La tarea de transformación de lo social requiere una labor minuciosa de clasificación de las diferentes demandas de las mujeres, pues varían no sólo de región en región, sino también dentro de la misma comunidad de acuerdo con la posición social, económica y política de las mujeres. El Estado debe asumir su responsabilidad moral y jurídica frente a las demandas de los grupos de mujeres que pugnan por la implementación, tanto a nivel simbólico, político como económico, de los cambios necesarios para garantizar la dignidad de la persona y de su vida y, a la par, fomentar las posibilidades reales de un desarrollo individual y comunitario. De lo contrario, las demandas de las mujeres permanecerán en la marginalidad. Por otra parte, debe evitarse todo tipo de relaciones verticales y la concepción de un mismo proyecto para todas las mujeres al interior de sus organizaciones y movimientos.

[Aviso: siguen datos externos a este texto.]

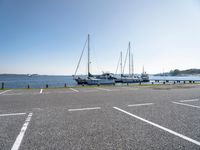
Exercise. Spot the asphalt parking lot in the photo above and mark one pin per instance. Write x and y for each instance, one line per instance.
(127, 117)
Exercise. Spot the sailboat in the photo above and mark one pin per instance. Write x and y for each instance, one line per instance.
(130, 78)
(144, 76)
(90, 79)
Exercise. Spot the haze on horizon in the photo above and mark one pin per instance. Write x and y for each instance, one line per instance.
(47, 36)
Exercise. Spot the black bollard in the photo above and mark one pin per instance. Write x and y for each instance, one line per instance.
(2, 86)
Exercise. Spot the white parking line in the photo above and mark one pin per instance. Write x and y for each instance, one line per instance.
(13, 94)
(144, 104)
(186, 104)
(4, 91)
(189, 100)
(103, 89)
(73, 89)
(13, 114)
(160, 127)
(80, 109)
(41, 91)
(19, 138)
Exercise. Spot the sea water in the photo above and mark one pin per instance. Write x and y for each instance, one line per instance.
(40, 81)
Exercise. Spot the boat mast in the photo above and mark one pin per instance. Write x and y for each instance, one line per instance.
(132, 64)
(129, 50)
(121, 62)
(88, 55)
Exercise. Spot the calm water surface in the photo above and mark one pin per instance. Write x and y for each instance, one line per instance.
(40, 81)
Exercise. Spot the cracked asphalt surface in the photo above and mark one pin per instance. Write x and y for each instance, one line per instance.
(53, 126)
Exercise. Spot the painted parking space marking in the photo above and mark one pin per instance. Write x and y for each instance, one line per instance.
(13, 94)
(144, 104)
(19, 138)
(5, 91)
(82, 109)
(12, 114)
(160, 127)
(73, 89)
(103, 89)
(194, 106)
(189, 100)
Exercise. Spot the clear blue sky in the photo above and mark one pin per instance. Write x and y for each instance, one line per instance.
(47, 36)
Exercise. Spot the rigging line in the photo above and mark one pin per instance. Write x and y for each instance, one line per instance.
(81, 57)
(125, 60)
(118, 64)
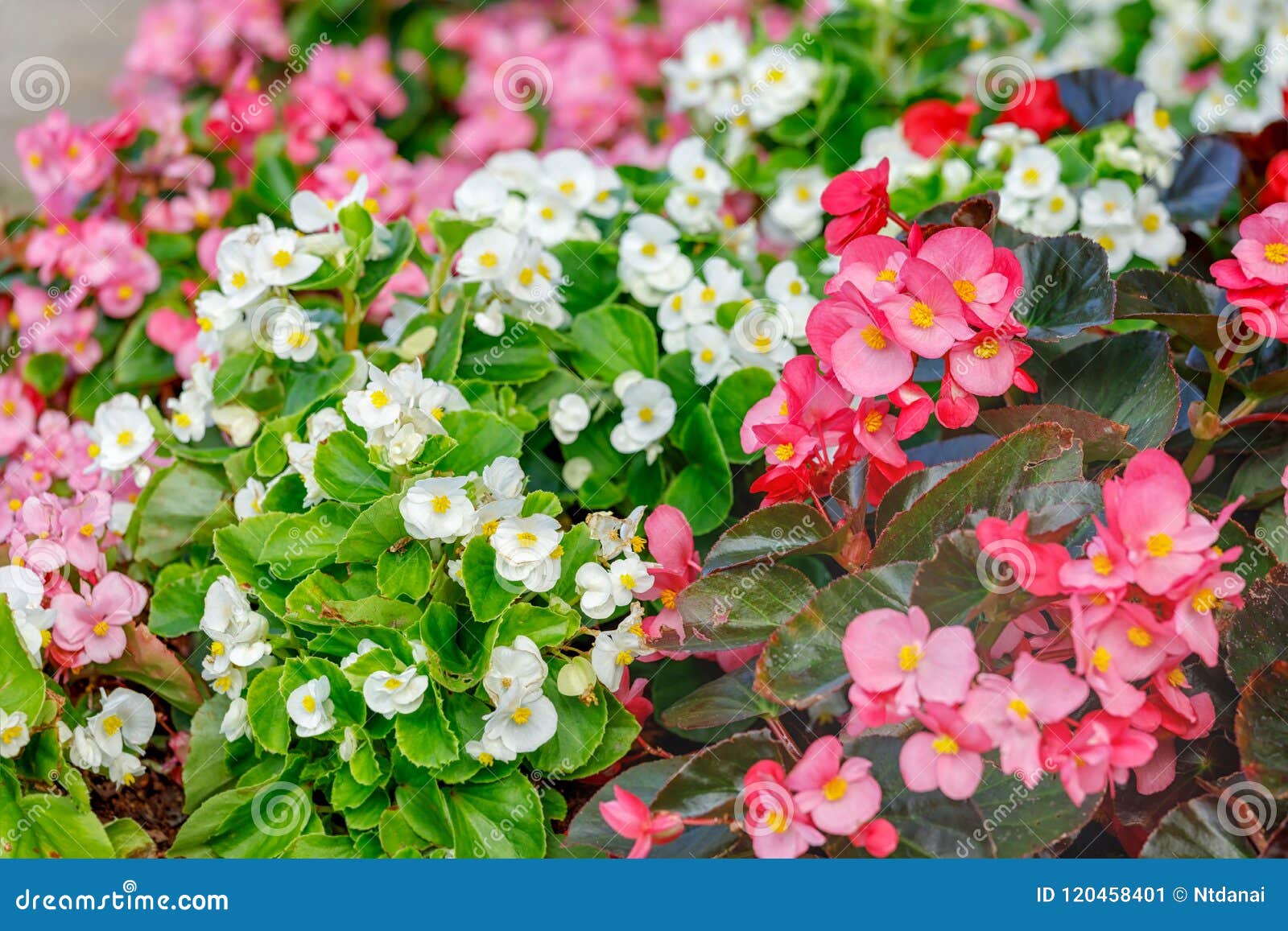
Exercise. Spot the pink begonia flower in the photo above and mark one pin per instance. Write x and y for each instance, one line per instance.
(1103, 750)
(1131, 645)
(886, 649)
(17, 414)
(929, 317)
(837, 796)
(879, 837)
(83, 525)
(90, 624)
(1036, 566)
(670, 544)
(947, 755)
(856, 339)
(1262, 250)
(630, 817)
(1148, 509)
(989, 280)
(778, 830)
(1013, 711)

Recuérdese, parafraseando a Aristóteles, que el ser se dice de muchas maneras y, en este sentido, el diálogo constituye una herramienta indispensable en la construcción social del “ser.”

Las marchas, como procesos liminoides, constituyen canales por donde transitan las expresiones de descontento y el deseo de reajustar la convivencia social de tal manera que beneficie al mayor número posible de seres humanos. Las marchas de mujeres pueden leerse como un recordatorio de que las relaciones sociales y sus consecuencias sobre las vidas de los seres humanos no son “naturales” y, por ende, inmutables. La organización social es el resultado de un constante e interminable flujo de negociaciones y reajustes. En la ardua tarea de la reconstrucción de lo social, resulta prioritario poner en cuestión nuestros prejuicios e ideas más caros, pero no al modo de la duda cartesiana, es decir, de la afirmación de una consciencia solitaria desligada de los otros; al contrario, suspender nuestros mundos simbólicos, en tanto que no únicos, a la hora de acercarnos a los otros y a sus universos culturales en una relación del “yo-tú” basada en el respeto y el amor mutuos, a sabiendas de que la sociabilidad es un proceso, un movimiento siempre perfectible que necesita de la presencia del prójimo.


[1] Estas notas se basan en la antropología de Víctor Turner, específicamente en sus conceptos de “liminoide”, “communitas” y “los ritos de paso.”